We haven't recieved a final decision yet, however we have recieved the assessment report & wow! I am speechless, upset, angry and frustrated. It all lies all the way through. It has so much conflicting information it's unreal. Basically he has scored 2 points! The report states all the above and that he can manage medication or doesn't take any? How when I myself have to manage this for him? He scored 0- points. His medication are controlled drugs that's he's not capable of managing! He wouldn't take them, would take not enough or take too many! He can follow a familar or unfamilar journey? 0-points...how? He doesn't & won't go out alone? When asked what he would do if he became lost, he said he'd go dispare & panic, would phone mum? He would end up in a dangerous situation due to his anxiety levels. He told her he can't stand public transport ands will only travel in a car with a family member. I literally have to take him everywhere and make sure I'm there at least 10 mins before finish time to pick him up! To & from college etc. It says he can make a sandwich so scored 0 points for cooking and preparing a meal? He can't prepare a meal nor a sandwich himself. He would eat dried bread first or choose to not eat all all.

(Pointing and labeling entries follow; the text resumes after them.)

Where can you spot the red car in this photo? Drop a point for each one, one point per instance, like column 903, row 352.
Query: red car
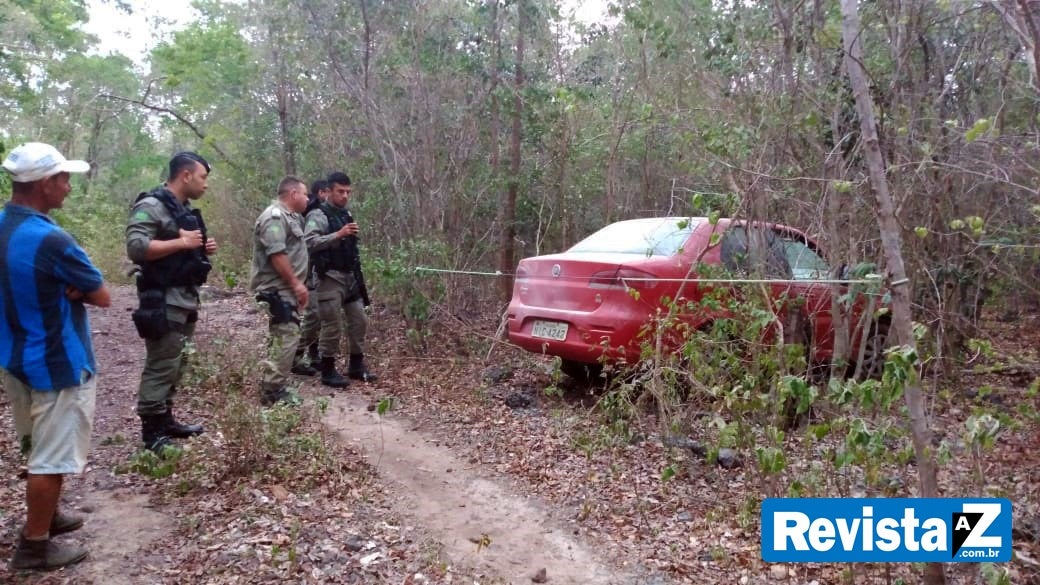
column 589, row 305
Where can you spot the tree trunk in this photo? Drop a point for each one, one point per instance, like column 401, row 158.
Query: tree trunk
column 507, row 258
column 891, row 240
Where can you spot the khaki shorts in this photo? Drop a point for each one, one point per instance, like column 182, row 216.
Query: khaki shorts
column 56, row 424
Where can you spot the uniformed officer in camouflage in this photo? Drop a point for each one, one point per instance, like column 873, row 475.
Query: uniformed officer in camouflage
column 166, row 238
column 312, row 325
column 280, row 264
column 332, row 240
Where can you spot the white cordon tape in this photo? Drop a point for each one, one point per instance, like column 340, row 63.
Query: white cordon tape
column 707, row 280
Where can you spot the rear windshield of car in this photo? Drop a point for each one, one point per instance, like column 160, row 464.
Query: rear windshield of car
column 647, row 237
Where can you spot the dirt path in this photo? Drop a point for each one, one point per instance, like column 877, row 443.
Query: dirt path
column 455, row 504
column 460, row 507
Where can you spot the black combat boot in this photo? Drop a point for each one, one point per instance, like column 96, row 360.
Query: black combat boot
column 180, row 430
column 61, row 524
column 356, row 370
column 329, row 375
column 45, row 555
column 303, row 367
column 153, row 432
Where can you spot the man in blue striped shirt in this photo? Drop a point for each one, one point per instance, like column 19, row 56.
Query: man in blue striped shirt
column 47, row 361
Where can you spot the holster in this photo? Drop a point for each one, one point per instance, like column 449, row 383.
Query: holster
column 279, row 309
column 150, row 319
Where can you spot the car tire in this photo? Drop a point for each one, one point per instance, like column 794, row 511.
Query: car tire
column 873, row 363
column 585, row 373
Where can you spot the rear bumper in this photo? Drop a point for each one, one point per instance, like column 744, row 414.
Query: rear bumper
column 592, row 337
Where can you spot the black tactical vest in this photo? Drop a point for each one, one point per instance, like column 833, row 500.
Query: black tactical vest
column 342, row 255
column 187, row 268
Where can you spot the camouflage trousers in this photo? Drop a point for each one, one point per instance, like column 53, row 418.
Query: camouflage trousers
column 332, row 310
column 282, row 341
column 312, row 325
column 165, row 361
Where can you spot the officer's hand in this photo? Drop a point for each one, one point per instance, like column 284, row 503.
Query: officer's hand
column 191, row 239
column 303, row 296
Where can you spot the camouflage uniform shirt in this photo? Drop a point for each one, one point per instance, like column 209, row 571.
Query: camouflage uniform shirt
column 150, row 220
column 278, row 230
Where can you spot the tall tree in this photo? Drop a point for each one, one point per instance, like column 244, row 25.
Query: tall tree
column 507, row 258
column 891, row 239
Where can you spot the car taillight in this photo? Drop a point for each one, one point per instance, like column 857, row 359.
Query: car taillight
column 623, row 279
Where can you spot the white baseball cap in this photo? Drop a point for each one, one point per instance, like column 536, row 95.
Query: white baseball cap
column 33, row 161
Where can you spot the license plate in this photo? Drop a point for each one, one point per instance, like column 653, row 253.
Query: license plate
column 549, row 330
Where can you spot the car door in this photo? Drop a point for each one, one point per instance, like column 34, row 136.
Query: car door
column 808, row 266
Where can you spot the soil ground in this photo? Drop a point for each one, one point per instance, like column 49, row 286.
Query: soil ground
column 477, row 471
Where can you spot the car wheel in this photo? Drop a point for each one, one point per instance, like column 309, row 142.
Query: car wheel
column 873, row 363
column 585, row 373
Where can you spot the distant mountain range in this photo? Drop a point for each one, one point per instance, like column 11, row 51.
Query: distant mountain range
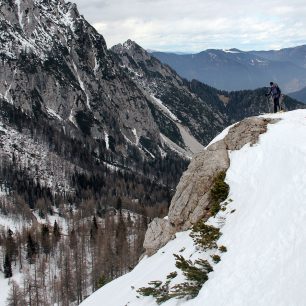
column 234, row 69
column 85, row 132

The assessor wrote he looked clean, smartly dressed & well kemp. Yes he did I agree, because I'm the one who makes sure he is. He wouldn't be if it was his own choice! What am I suppose to do? Let his health and hygiene go to pot to gain points? Utter joke! She wrote in one paragraph he stared at the floor and didn't make any eye contact, poor rapport looked tense yet scored 0 point on engaging with others and communication? Washing/ dressings scored 0 points? But I have to make sure he washes, dresses, what he wears etc? Engaging with others face to face 2 points? He stared at the floor, answered with one word? I was present with him. He certainly wouldn't have been there if I wasn't with him let alone engage?
I showed the assessor his Cahms care plan from the week before, none of this is acknowledged on the report. This was from his Cahms appointment the week before his assessment. The plan implies he was suffering from high levels on anxiety reflected in increased ite ability/ aggression and repetitive behaviours possibly triggered by transition from school to college. It was noted it was not easy to engage in conversation. It was recommended for support in college to identify the best provision perhaps smaller groups, less socially challenging more nursing and less sensory overwhelming considering his needs, in particular relating to his asd and ADHD all this was ignored!
Really sorry for my long essay but I am at my wits end! Any help, thoughts or suggestions would be greatly appreciated. I am so shocked at this report. My son lives with me & day to life is so hard. Without the help and support from me and his family I really hate to think how he would manage.